The Church of St. Peter
Why do we celebrate All Saints Day and All Souls Day? I thought both days were for remembering those who have died. What’s the difference?
You are right that All Saints Day and All Souls Day both commemorate the departed, but there is a difference. All Saints Day is a principle feast for Christians. It celebrates all Christian saints through the ages, both known and unknown. Saints are Christians who, in various ways and often against great odds, showed a remarkable love for Christ. The Church believes that they now dwell with God in the fullness of glory and continue to serve God and pray with us who are still in our earthly pilgrimage. All Saints Day is triumphant and joyous because it celebrates the lives and examples of these great men and women in their witness to Christ. The colour we use on All Saints Day is white.

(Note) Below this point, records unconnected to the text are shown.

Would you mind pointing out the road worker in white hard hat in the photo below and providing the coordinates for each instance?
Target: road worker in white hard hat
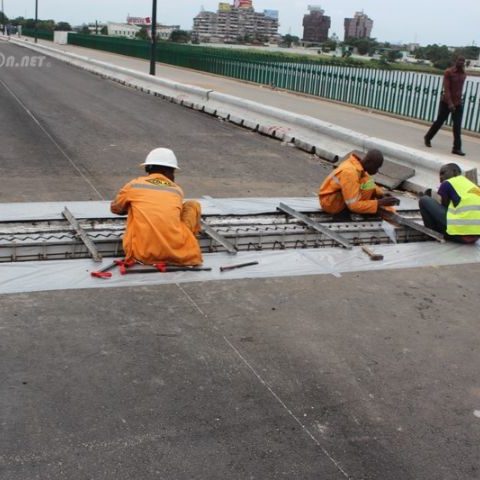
(161, 227)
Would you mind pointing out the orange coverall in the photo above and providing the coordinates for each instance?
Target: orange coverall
(349, 186)
(160, 227)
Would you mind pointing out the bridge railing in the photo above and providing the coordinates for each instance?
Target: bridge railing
(403, 93)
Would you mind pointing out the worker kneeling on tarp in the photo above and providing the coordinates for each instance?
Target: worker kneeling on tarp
(351, 188)
(456, 211)
(161, 227)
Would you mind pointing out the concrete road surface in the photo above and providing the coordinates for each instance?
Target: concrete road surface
(366, 376)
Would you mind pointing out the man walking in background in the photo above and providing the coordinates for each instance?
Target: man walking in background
(451, 103)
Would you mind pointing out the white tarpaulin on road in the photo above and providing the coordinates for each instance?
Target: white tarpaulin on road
(39, 276)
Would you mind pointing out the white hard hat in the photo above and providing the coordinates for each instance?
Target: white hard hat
(162, 156)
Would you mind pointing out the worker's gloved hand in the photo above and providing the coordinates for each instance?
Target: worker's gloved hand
(388, 201)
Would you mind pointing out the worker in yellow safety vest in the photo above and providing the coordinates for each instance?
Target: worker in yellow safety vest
(350, 188)
(457, 213)
(161, 227)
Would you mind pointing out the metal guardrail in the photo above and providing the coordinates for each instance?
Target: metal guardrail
(407, 94)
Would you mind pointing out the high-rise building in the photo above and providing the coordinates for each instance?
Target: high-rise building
(243, 4)
(233, 21)
(360, 26)
(315, 25)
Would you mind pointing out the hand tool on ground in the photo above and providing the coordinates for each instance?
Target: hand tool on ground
(238, 265)
(373, 256)
(82, 234)
(105, 271)
(165, 268)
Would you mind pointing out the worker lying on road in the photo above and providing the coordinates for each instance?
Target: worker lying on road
(457, 213)
(160, 226)
(350, 188)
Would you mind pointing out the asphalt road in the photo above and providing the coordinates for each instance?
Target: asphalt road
(367, 376)
(92, 134)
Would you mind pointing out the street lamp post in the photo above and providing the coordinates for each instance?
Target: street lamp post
(4, 27)
(36, 21)
(153, 52)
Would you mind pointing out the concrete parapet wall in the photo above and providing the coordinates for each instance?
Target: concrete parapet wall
(325, 139)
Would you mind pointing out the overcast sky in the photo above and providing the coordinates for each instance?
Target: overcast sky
(424, 21)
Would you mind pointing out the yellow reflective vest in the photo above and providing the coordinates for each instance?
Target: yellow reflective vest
(464, 219)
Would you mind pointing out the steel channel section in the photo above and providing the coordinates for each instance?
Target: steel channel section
(52, 240)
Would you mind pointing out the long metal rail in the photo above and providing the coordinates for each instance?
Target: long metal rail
(315, 225)
(45, 240)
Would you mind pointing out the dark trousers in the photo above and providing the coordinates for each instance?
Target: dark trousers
(443, 113)
(433, 214)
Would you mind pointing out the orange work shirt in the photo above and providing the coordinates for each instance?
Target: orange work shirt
(349, 186)
(155, 232)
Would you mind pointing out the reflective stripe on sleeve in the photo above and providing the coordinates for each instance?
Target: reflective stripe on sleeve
(352, 200)
(336, 180)
(468, 208)
(463, 222)
(142, 186)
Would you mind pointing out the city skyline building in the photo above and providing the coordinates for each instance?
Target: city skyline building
(360, 26)
(232, 21)
(315, 25)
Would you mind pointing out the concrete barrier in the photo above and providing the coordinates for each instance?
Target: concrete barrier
(426, 165)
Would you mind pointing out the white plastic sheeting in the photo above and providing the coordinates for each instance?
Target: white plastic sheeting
(75, 274)
(22, 212)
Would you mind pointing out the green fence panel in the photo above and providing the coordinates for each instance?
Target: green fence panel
(409, 94)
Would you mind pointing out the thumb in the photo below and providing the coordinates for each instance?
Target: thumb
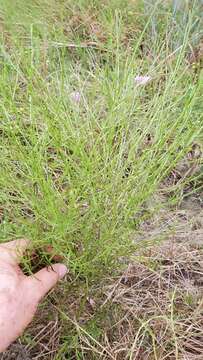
(45, 279)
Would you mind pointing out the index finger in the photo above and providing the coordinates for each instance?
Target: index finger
(12, 251)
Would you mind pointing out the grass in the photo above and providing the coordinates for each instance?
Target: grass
(84, 148)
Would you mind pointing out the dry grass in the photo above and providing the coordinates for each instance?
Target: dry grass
(153, 310)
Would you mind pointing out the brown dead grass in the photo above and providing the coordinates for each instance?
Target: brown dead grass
(153, 310)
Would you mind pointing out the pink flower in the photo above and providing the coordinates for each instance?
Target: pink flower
(76, 96)
(142, 80)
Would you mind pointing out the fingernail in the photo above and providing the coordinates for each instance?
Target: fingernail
(62, 271)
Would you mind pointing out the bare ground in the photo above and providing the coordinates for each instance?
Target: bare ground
(154, 307)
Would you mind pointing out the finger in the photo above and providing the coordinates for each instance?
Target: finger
(45, 279)
(12, 251)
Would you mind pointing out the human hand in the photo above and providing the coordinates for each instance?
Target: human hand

All Souls Day has a different feel. It is the day that we remember all the faithful departed who are now with God in Christ. Unlike the saints, who immediately share in heavenly glory, the Church believes that other departed souls continue to grow into perfection as they await the time when they will enter the fullness of God’s radiance. On All Souls Day, we especially remember and pray for those who have touched our own lives, and the men and women of our own parish whose faith and good works have built up the Body of Christ. While All Saints Day is a day of great joy and celebration, All Souls Day has a more sombre and introspective feel. The colour we use on All Souls Day is purple.